No tuvo noticias de ella en cuatro meses, durante los cuales soñó que la habían arrojado a algún descampado y que la habían devorado unos dingos bajo una inmensa luna roja. Entonces, el día antes de su cumpleaños recibió una postal.

– Aguarde -me dijo. Susurros y golpes, un perro ladrando en la distancia-. Escuche. Dice así: «Querido papá, feliz cumpleaños. Estoy bien. Tengo un trabajo y buenos amigos. No voy a regresar, pero quería saludarte. Te quiere, Grace.

»P.D.: No te preocupes, no soy ninguna profesional». -Soltó una carcajada, aquella respiración áspera de nuevo-. ¿No le parece gracioso? Tenía razón, ¿sabe? Me inquietaba precisamente eso: una muchacha guapa sin estudios… Pero no se habría preocupado de decírmelo de no ser verdad. Gracie no.

El matasellos era de Sidney. Albert lo había abandonado todo, había conducido hasta el aeródromo más cercano y había tomado el avión de correos rumbo al este para colgar fotocopias de mala calidad en los postes de las farolas con la frase: «¿ha visto a esta chica?». Nadie llamó.
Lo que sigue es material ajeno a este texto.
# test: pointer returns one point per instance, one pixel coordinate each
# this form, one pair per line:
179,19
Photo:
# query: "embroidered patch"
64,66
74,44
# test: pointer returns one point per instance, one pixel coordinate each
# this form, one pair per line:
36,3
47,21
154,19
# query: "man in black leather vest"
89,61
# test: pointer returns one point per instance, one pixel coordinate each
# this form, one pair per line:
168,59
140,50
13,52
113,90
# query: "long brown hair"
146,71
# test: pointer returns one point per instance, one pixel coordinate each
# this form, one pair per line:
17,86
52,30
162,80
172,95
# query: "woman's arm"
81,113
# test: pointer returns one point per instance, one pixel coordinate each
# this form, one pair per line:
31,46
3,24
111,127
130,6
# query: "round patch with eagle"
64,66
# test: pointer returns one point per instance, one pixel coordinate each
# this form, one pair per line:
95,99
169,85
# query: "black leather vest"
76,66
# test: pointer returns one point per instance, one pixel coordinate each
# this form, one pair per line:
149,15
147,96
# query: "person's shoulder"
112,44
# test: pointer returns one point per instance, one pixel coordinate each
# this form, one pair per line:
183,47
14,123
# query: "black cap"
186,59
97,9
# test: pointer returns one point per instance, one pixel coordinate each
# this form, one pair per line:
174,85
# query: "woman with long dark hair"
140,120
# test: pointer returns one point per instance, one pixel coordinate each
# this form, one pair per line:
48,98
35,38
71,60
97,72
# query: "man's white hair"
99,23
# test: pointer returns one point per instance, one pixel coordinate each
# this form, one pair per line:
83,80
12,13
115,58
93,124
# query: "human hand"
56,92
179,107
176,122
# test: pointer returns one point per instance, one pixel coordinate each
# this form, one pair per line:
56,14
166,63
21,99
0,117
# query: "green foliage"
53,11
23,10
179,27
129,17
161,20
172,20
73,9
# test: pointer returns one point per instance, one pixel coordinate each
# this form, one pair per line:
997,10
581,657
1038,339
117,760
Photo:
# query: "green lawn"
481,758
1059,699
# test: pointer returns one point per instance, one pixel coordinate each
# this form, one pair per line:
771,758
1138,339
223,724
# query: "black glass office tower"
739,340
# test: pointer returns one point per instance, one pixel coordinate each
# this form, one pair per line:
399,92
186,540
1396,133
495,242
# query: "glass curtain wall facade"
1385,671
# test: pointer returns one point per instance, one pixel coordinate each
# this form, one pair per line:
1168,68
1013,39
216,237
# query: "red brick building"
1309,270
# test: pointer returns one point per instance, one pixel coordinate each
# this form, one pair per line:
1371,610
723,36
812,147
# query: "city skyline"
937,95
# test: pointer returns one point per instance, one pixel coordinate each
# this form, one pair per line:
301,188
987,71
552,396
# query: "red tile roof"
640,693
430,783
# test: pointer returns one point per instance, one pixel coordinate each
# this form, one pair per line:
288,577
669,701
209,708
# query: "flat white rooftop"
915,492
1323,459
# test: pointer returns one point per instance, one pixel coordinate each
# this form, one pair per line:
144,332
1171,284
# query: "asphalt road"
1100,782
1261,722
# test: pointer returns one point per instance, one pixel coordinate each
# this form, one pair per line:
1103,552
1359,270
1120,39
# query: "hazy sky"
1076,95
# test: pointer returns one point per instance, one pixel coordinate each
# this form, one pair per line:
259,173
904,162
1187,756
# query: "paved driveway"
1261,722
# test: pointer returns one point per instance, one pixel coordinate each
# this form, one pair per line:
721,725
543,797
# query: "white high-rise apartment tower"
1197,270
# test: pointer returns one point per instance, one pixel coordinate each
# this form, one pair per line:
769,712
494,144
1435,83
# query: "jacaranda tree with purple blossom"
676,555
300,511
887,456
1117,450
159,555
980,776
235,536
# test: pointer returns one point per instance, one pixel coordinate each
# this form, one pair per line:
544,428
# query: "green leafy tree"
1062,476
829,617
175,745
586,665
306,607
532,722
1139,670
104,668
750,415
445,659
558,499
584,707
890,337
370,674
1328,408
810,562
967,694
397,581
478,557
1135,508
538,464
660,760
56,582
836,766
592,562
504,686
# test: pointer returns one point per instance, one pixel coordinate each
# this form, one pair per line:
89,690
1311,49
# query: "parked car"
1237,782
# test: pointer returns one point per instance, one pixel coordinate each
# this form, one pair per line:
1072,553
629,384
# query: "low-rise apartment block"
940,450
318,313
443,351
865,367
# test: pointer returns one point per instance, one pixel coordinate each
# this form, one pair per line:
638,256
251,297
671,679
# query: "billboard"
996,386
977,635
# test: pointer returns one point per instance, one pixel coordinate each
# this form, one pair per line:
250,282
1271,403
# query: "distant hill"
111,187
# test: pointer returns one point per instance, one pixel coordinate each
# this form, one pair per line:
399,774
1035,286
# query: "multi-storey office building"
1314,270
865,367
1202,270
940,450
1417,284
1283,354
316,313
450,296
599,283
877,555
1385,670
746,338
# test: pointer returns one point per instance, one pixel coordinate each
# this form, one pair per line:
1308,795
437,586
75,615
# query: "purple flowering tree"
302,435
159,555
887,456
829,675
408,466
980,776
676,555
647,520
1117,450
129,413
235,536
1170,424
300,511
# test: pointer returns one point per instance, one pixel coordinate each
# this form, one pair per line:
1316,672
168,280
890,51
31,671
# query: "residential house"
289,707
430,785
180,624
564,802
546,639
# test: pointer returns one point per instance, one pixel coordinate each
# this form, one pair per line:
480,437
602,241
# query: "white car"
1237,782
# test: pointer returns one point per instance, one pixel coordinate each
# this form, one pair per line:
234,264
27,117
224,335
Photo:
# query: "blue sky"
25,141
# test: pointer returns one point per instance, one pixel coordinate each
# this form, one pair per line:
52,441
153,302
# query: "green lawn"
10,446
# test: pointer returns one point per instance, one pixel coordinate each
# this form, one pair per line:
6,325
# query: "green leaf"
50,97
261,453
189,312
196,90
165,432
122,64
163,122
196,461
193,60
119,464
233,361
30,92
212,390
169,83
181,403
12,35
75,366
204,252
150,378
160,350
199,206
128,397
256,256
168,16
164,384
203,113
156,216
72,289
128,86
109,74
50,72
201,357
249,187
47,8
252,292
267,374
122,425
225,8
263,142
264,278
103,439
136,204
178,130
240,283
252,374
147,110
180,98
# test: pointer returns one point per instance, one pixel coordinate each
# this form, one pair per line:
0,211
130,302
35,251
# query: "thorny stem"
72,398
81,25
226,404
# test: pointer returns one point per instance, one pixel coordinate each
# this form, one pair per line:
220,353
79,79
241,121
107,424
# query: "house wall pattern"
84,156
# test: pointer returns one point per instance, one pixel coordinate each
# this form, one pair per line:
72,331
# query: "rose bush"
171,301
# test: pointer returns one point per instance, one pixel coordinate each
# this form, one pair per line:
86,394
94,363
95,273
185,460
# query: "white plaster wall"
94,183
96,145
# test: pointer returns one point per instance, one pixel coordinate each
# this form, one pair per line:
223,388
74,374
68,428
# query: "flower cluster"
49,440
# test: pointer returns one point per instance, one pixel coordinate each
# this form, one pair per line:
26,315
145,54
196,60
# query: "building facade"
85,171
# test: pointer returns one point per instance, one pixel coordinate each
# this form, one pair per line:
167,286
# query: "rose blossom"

La postal del año siguiente procedía de Nueva Zelanda:

Querido papá, feliz cumpleaños. Por favor, deja de buscarme. Tuve que trasladarme porque vi un poster con mi cara. Estoy bien, así que déjalo, por favor. Te quiere, Grace.

P.D.: No vivo en Wellington; sólo he venido aquí para enviarte esto, así que no te molestes en buscarme.

Albert no tenía un pasaporte por entonces, ni siquiera conocía qué procedimiento debía seguir para sacarse uno. A Grace le faltaban unas cuantas semanas para cumplir los dieciocho años y, según le informó la policía de Wellington, con bastante sensatez, poco podían hacer ellos si una adulta en su sano juicio decidía irse de casa. Había recibido otras dos postales desde allí (en una le informaba de que tenía un perro y en otra, una guitarra) y luego, en 1996, le había enviado una desde San Francisco.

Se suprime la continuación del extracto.